Wenn man verfolgt, was das BRK Erlangen-Höchstadt auf Anregung seines Direktors, Jürgen Üblacker, in Wladimir unternimmt, möchte man wie ein Leitmotiv immer wieder die Bachkantate „Was Gott tut, das ist wohlgetan“ anstimmen und ist dabei versucht, den Allmächtigen durch das Rote Kreuz zu ersetzen. Gotteslästerung? Panegyrik? Nichts von beidem! Es ruht einfach ein Segen auf dem Tun des BRK in Wladimir – oder für säkularisierte Gemüter: Bei all seinen Dingen herrscht gutes Gelingen.

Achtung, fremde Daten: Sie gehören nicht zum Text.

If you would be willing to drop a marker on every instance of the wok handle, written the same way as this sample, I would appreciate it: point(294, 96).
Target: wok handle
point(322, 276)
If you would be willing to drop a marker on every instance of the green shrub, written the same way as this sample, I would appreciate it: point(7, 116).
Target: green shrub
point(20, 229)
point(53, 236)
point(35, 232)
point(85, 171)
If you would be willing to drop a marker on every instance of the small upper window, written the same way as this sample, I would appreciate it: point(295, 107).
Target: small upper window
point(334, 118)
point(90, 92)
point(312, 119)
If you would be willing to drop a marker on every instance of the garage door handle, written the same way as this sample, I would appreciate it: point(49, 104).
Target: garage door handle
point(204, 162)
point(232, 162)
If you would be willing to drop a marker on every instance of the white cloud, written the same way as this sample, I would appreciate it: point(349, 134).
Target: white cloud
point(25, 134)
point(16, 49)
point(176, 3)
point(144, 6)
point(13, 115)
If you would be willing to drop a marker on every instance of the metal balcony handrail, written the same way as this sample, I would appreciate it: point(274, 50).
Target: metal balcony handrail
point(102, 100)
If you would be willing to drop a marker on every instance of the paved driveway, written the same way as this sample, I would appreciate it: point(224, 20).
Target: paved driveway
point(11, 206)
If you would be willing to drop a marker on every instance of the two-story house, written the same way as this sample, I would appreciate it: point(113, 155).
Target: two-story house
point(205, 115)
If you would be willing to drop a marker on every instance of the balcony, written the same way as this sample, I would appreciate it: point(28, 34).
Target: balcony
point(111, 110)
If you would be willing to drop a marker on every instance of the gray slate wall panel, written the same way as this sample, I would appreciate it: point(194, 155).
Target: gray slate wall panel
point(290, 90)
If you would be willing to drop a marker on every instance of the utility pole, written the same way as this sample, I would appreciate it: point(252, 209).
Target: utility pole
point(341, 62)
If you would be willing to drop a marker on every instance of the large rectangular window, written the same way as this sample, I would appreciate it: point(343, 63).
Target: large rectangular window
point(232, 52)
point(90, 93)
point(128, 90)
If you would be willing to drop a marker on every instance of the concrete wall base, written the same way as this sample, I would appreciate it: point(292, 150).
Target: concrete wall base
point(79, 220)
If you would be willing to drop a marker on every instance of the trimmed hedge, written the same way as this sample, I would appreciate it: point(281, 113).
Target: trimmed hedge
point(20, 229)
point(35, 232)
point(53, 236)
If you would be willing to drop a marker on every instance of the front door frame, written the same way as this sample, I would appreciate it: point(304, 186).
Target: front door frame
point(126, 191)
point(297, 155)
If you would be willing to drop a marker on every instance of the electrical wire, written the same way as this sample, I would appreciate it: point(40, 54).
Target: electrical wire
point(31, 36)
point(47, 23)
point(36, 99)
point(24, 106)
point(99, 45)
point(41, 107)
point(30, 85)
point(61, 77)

Eben erst sind die drei leitenden Ärzte, Gäste des BRK, mit einem ganzen Schatz von neuen Eindrücken und Erfahrungen von Erlangen aus nach Wladimir zurückgekehrt, und nun ist ein Ehrenamtlicher des Roten Kreuzes von einer Reise in die Partnerstadt wieder heimgekommen, der viel zu erzählen hat. Doch vorausgeeilt ist ihm ein Dankschreiben der Gastgeber an das BRK, welches zu übersetzen die reinste Freude bereitet:
„Wir sind sehr dankbar dafür, daß sie uns einen jungen Mann wie Felix Wasel geschickt haben, der Deutschland und sein erstaunliches Volk würdig vertreten hat. Alles ist wie am Schnürchen gelaufen, obwohl es im Programm auch die eine oder andere kleine Abänderung gab, die aber sicher den Gesamteindruck nicht trüben konnten. Unser Team, das Felix aufgenommen hat – Familie Pjotr Ponasenko, Nikolaj Ponasenko, die beiden Dolmetscherinnen, Anastasia Gurjanowa und Aljona Wassiljewa sowie Tatjana Teljanina -, funktionierte reibungslos. Wir sind der Überzeugung, daß der Besuch gelungen ist. Gemeinsam besucht haben wir die Feuerwehreinheiten von Wladimir und Susdal sowie die Rettungsstelle der Wladimirer Region. Felix nahm am Unterricht des Klubs „Retter“ teil, wo er mit Vergnügen die Vorschriften zur Verwendung leichter Schutzkleidung erfüllte. Glänzend präsentierte er seinen Vortrag zum Zivilschutz in Deutschland, nach Kräften unterstützt von Aljona Wassiljewa und Anastasia Gurjanowa. Sogar mit Studentinnen der FAU konnte er sich treffen, die für zehn Monate nach Wladimir gekommen waren, und denen der Unterricht auch sehr gut gefiel.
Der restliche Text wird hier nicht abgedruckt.